Genau, aber wie ich schon schrieb, die Ein- Ausgabe einer Uhrzeit muß man sich in WinCC selbst erstellen, dafür gibt es keinen vordefinierten Typen und kein E/A-Feld, daß man einfach auf Uhrzeit stellen kann. Siemens scheint da der Meinung zu sein, das braucht kein SPS-Programmierer und keine HMI. Schönste Variante wäre wohl ein kleines ActiveX-Control  !


----------



## funkdoc (22 März 2008)

ich versteh nicht warum man sich bei einer wochenzeitschaltuhr das mehrere anlagen ein/abschalten soll auf so leicht manipulierbaren und wenig stabilen visualisierungs PC einlässt. ich meine funktionieren tuts wahrscheinlich  auch genau so gut, aber man sollte doch nicht die kirche ums kreuz tragen.

bis dass das sojemand als vbscript in wincc eingebunden (geschweige denn programmiert) hat, hätte er in step7 schon 10mal eine  
solche zeitschaltuhr in einem funktionsbaustein programiert.

an deiner stelle würd ich mich wirklich fragen ob sowas denn in wincc einen sinn hat. aber manche leute setzen halt schon vorraus...


grüsse


----------



## Larry Laffer (22 März 2008)

funkdoc schrieb:


> ich versteh nicht warum man sich bei einer wochenzeitschaltuhr das mehrere anlagen ein/abschalten soll auf so leicht manipulierbaren und wenig stabilen visualisierungs PC einlässt.


 
Ohh Kacke ...
und da gibt es Leute, die steuern mit WinCC (über einen PC) ganze Kraftwerke ... bin ich froh, das davon keins bei uns direkt in der Nähe steht ... oder doch ...?

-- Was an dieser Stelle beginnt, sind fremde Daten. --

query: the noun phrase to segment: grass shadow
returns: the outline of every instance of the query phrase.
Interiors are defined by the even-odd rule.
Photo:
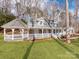
[[[72,55],[74,55],[77,59],[79,59],[79,54],[75,53],[72,49],[68,48],[65,44],[63,44],[61,41],[55,39],[55,41],[62,46],[64,49],[66,49],[68,52],[70,52]]]
[[[32,43],[30,44],[30,46],[27,48],[26,53],[25,53],[23,59],[28,59],[29,54],[30,54],[30,51],[31,51],[33,45],[34,45],[34,40],[33,40]]]

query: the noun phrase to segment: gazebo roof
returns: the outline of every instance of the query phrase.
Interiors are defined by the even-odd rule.
[[[1,26],[2,28],[27,28],[27,24],[25,24],[21,19],[14,19],[4,25]]]

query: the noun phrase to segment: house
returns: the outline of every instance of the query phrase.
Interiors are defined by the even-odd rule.
[[[43,17],[35,20],[17,18],[1,27],[4,28],[5,41],[23,41],[57,37],[55,29],[62,28],[56,27],[55,23],[54,20],[45,20]]]

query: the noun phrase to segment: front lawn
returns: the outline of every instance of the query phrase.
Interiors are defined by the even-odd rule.
[[[4,42],[0,35],[0,59],[79,59],[79,39],[72,44],[59,40]]]

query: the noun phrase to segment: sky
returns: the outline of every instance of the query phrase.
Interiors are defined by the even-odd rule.
[[[58,3],[59,6],[65,5],[65,0],[48,0],[49,3],[51,3],[52,1]],[[75,11],[75,0],[69,0],[69,11]]]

Aber mal Spaß beiseite, welche Visu hat dir denn so einen bösen Streich gespielt, dass du dieser Meinung bist ...?
Denk immer daran ... die Eingabewerte kommen letztendlich immer aus irgendeiner Visu ...

Gruß
LL


----------



## funkdoc (22 März 2008)

wer sagt denn das man die wochenzeitschaltuhr nicht in einer visu bedienen sollte. 

mir ist schon klar was er meint... er möchte taglich einen einschalt- und ausschaltzeitpunkt über die wochentage (montag, dienstag mittwoch..) separat setzen. und warum sollte die umrechnerei plötzlich ein pc lösen?

visualisieren kann man es ja ohne weiteres am pc, aber die funktion sollte schon eine sps übernehmen.
das wäre das selbe wie wenn ich jetzt einen ablaufrelevanten FB aus dem programm einer sps heraus operiere und in ein VBscript schreib welches in wincc eingebunden wird.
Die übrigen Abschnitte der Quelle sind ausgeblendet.